Indeed, thought Lyman, as he took another bite. Ever since he had telephoned Monsieur Clermont a few days earlier, he had been trying vainly to determine the Countess de Rochambaud’s interest in the case. As curator of the Amiens Museum, Clermont had been the one responsible for sending her the missal, handed over to him by the Amiens police after its discovery in the locker. This in itself seemed perfectly natural. The countess was a recognized authority in the field. But Lyman found it difficult to understand why Clermont had parted with the document so soon, why he had been so eager to get rid of what was clearly a rare prize. Such magnanimous behavior deserved another look.
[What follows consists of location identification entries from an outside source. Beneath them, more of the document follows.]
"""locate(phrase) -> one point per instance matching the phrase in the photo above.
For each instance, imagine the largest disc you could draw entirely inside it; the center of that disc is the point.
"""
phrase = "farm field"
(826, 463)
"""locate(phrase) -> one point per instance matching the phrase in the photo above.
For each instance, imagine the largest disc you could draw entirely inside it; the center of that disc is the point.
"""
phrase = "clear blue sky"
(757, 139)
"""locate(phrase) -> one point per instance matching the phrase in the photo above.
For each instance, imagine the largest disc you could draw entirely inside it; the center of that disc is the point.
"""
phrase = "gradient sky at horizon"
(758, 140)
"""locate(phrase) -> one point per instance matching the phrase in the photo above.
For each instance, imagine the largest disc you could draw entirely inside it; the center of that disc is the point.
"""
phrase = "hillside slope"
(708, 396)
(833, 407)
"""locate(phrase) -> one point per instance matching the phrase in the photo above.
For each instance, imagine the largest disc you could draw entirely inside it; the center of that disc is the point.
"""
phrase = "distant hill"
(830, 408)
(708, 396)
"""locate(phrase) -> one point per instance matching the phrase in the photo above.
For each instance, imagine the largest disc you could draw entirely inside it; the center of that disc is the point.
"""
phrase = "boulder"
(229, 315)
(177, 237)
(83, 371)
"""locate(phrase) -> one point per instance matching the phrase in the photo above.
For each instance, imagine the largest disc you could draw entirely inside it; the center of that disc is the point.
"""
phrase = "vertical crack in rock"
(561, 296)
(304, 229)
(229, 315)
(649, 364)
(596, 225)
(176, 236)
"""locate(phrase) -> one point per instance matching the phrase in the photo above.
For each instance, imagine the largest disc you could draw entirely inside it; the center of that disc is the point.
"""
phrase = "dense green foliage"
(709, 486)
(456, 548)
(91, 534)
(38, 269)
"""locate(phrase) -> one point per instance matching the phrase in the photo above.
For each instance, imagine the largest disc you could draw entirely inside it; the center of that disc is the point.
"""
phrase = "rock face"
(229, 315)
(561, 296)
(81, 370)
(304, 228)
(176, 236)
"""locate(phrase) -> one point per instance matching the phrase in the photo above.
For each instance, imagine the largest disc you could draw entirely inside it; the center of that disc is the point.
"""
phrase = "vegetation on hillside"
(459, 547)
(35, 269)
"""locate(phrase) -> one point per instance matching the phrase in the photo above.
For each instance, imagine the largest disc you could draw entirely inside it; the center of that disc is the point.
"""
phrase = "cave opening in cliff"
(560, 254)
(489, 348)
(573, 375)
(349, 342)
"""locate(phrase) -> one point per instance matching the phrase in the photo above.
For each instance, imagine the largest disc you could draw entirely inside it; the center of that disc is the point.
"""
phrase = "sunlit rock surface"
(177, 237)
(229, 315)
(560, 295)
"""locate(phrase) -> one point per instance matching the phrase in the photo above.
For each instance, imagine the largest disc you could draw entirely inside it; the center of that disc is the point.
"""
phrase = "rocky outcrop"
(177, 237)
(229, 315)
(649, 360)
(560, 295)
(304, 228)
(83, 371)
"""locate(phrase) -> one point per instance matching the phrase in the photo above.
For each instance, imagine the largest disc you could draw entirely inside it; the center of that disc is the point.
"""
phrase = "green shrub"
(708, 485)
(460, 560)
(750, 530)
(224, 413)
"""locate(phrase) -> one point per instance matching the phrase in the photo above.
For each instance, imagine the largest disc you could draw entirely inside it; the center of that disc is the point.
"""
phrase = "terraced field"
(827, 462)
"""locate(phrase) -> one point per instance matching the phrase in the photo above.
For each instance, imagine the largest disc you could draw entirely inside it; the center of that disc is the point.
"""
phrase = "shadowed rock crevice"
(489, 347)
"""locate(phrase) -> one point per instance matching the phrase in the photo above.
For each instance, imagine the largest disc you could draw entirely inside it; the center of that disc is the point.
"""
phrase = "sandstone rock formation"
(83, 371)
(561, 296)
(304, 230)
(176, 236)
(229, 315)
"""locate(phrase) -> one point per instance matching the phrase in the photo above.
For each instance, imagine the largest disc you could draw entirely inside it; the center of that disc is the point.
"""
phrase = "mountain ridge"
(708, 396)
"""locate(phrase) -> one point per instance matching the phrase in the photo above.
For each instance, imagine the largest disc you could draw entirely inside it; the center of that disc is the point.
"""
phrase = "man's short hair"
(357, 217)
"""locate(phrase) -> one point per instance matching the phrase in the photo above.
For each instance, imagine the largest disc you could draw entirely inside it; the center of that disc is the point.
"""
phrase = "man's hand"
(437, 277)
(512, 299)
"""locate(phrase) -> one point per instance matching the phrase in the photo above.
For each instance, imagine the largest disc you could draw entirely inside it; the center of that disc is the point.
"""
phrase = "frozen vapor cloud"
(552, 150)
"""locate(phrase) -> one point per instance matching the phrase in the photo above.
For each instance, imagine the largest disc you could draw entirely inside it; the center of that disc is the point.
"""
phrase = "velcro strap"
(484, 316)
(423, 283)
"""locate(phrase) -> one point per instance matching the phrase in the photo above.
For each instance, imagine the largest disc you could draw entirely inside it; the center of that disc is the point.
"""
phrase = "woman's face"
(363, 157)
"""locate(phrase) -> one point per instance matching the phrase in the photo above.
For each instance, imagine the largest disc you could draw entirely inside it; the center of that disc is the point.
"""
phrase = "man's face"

Lyman finished the last of his spaghetti. It tasted of wet chalk and he washed his mouth out with a solvent portion of red wine. But did the countess work for Scarcella? Was she with the Church, or was she yet another independent player? “You’re so lucky, Joseph,” Lyman finally said, wondering if his words seemed as false and obviously duplicitous to Koster as they did to him. “It’s like a grand adventure, a treasure hunt.” He paused, forcing a smile. “I just want you to know that if there’s anything I can do, anything, just give me a shove and watch me go. Really.”